An automatic data consumption framework for processing full and incremental data-Tunnel clients - Tablestore

A tunnel client is an automatic data consumption framework of Tunnel Service. Before using Tunnel Service, you must know the following features of tunnel clients: automatic data processing, automatic load balancing, excellent horizontal scaling, automatic resource cleanup, and automatic fault tolerance.

Background information

Tunnel clients support the following features for processing full and incremental data: load balancing, fault recovery, checkpoints, and partition information synchronization used to ensure the sequence of consuming information. Tunnel clients allow you to focus on the processing logic of each record.

For the detailed sample code of Tunnel clients, visit Github.

Automatic data processing

Tunnel clients regularly check heartbeats to detect active channels, update status of Channel and ChannelConnect, and initialize, run, and terminate data processing tasks.

Initialize the resources of tunnel clients.
1. Change the state of the tunnel client from Ready to Started.
2. Set HeartbeatTimeout and ClientTag in TunnelWorkerConfig to run the ConnectTunnel task and connect Tunnel Service to obtain the ClientId of the current tunnel client.
3. Initialize ChannelDialer to create a ChannelConnect task.
  Each ChannelConnect task corresponds to a Channel. ChannelConnect tasks record data consumption checkpoints.
4. Set the Callback parameter for processing data and the CheckpointInterval parameter for specifying the interval of outputting checkpoints in Tunnel Service. In this way, you can create a data processor that automatically outputs checkpoints.
5. Initialize TunnelStateMachine to automatically update the status of the Channel.
Regularly check heartbeat messages.
You can set the heartbeatIntervalInSec parameter in TunnelWorkerConfig to set the interval for checking the heartbeat.
1. Send a heartbeat request to obtain the list of latest available channels from Tunnel Service. The list includes the ChannelId, channel versions, and channel status.
2. Merge the list of channels obtained from Tunnel Service with the local list of channels, and then create and update ChannelConnect tasks. Follow these rules:
  - Merge: overwrite the earlier version in the local list with the later version for the same ChannelId from Tunnel Service, and insert the new channels from Tunnel Service into the local list.
  - Create a ChannelConnect task: create a ChannelConnect task in the WAIT state for a channel that has no ChannelConnect task. If the ChannelConnect task corresponds to a channel in the OPEN state, run the ReadRecords&&ProcessRecords task that cyclically processes data for this ChannelConnect task. For more information, see the ProcessDataPipeline class in source code.
  - Update an existing ChannelConnect task: after you merge the lists of channels, if a channel corresponds to a ChannelConnect task, update the state of ChannelConnect based on the state of the channel with the same ChannelId. For example, if channels are in the CLOSE state, set the state of corresponding ChannelConnect tasks to CLOSED to terminate the corresponding pipeline tasks. For more information, see the ChannelConnect.notifyStatus method in source code.
Automatically process channel status.
Based on the number of active tunnel clients obtained in the heartbeat request, Tunnel Service allocates available partitions to different clients to balance the loads.
Tunnel Service automatically processes channel status as described in the following figure, and drives channel consumption and load balancing.
Tunnel Service and tunnel clients change their status based on heartbeats and channel version updates.
1. Each channel is initially in the WAIT state.
2. The channel for incremental data changes to the OPEN state only when the channel consumption on the parent partition is terminated.
3. Tunnel Service allocates the partition in the OPEN state to each tunnel client.
4. During load balancing, Tunnel Service and tunnel clients use a scheduling protocol for changing a channel state from OPEN, CLOSING to CLOSED. After consuming a BaseData channel or a Stream channel, tunnel clients report the channel as terminated.

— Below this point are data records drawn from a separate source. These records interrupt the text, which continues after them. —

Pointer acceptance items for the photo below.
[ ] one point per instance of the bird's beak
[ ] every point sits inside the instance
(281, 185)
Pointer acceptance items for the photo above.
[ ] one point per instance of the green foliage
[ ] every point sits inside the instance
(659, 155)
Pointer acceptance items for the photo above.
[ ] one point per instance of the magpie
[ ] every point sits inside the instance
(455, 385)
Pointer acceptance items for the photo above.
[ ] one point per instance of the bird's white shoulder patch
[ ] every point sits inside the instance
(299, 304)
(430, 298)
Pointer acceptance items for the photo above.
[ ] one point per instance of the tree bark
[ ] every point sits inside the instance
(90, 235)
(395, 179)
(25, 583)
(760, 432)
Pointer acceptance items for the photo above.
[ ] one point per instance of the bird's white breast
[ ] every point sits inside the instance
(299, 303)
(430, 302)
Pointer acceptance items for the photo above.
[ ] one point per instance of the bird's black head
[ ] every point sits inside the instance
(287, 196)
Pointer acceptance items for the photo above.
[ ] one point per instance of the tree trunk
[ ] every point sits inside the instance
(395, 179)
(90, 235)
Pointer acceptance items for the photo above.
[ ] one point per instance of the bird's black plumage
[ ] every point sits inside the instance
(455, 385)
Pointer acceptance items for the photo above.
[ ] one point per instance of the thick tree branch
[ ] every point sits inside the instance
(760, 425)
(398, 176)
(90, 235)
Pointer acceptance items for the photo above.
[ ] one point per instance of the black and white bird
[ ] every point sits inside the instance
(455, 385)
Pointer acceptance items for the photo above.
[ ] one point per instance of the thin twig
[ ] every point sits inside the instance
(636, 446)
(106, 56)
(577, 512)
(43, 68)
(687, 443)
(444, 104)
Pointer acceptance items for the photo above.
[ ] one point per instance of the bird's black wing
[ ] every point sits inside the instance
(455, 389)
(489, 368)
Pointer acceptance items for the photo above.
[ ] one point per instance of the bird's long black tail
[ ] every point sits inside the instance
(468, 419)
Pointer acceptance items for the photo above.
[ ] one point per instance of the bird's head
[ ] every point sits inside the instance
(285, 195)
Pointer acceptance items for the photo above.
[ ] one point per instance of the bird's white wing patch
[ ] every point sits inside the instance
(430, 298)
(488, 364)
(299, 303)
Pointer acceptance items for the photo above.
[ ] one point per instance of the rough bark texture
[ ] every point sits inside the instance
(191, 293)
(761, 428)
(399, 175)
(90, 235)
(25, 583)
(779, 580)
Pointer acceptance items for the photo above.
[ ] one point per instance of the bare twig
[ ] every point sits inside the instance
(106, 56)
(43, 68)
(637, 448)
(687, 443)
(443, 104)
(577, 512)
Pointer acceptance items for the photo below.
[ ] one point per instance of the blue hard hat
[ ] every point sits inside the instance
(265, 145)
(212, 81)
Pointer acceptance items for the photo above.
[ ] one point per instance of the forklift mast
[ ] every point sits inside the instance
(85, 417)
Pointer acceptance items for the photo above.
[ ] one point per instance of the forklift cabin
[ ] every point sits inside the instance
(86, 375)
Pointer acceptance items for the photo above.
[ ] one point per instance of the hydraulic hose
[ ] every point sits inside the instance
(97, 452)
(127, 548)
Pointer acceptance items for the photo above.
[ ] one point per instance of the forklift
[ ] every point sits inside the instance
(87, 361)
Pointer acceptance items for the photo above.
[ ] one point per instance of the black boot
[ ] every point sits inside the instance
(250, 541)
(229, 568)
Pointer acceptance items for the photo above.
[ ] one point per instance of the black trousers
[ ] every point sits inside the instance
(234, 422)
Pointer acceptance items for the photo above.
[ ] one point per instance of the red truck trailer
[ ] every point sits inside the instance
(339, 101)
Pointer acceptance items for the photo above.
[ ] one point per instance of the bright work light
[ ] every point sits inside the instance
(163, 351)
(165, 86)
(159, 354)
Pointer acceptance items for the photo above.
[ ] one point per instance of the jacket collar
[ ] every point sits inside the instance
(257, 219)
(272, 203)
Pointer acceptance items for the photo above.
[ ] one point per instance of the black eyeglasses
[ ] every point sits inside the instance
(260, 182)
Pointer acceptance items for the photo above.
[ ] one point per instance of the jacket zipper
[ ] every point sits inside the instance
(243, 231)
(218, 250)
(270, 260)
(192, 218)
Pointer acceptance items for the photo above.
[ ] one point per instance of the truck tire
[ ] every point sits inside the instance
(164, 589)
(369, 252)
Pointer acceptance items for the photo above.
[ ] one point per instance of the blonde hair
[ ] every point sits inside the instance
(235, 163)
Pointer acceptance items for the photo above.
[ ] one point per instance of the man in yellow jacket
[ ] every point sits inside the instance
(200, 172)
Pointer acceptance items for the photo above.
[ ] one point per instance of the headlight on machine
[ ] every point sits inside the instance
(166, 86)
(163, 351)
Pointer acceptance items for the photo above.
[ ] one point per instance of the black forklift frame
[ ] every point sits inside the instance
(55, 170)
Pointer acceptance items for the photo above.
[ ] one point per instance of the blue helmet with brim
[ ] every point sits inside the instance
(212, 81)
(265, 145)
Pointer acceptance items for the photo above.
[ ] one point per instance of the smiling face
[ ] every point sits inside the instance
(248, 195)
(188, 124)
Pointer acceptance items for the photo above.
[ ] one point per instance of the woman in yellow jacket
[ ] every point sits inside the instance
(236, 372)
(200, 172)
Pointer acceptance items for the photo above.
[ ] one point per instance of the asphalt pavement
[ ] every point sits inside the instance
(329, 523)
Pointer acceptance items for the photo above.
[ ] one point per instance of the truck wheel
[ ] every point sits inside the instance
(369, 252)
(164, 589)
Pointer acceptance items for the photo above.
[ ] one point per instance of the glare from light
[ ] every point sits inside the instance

Automatic load balancing and excellent horizontal scaling

Multiple Tunnel clients can consume data by using the same Tunnel or TunnelId. When the tunnel clients run the heartbeat task, Tunnel Service automatically redistributes channels and tries to allocate active channels to each tunnel client to achieve load balancing.
You can add tunnel clients to scale out data consumption capabilities. Tunnel clients can run on one or more instances.

Automatic resource cleanup and fault tolerance

Resource cleanup: If tunnel clients do not shut down normally, such as exceptional exit or manual termination, the system recycles resources automatically. For example, the system can release the thread pool, call the shutdown method that you have registered for the corresponding channel, and terminate the connection to Tunnel Service.
Fault tolerance: When non-parametric errors, such as heartbeat timeout, occur on a tunnel client, the system automatically renews connections to continue stable data consumption.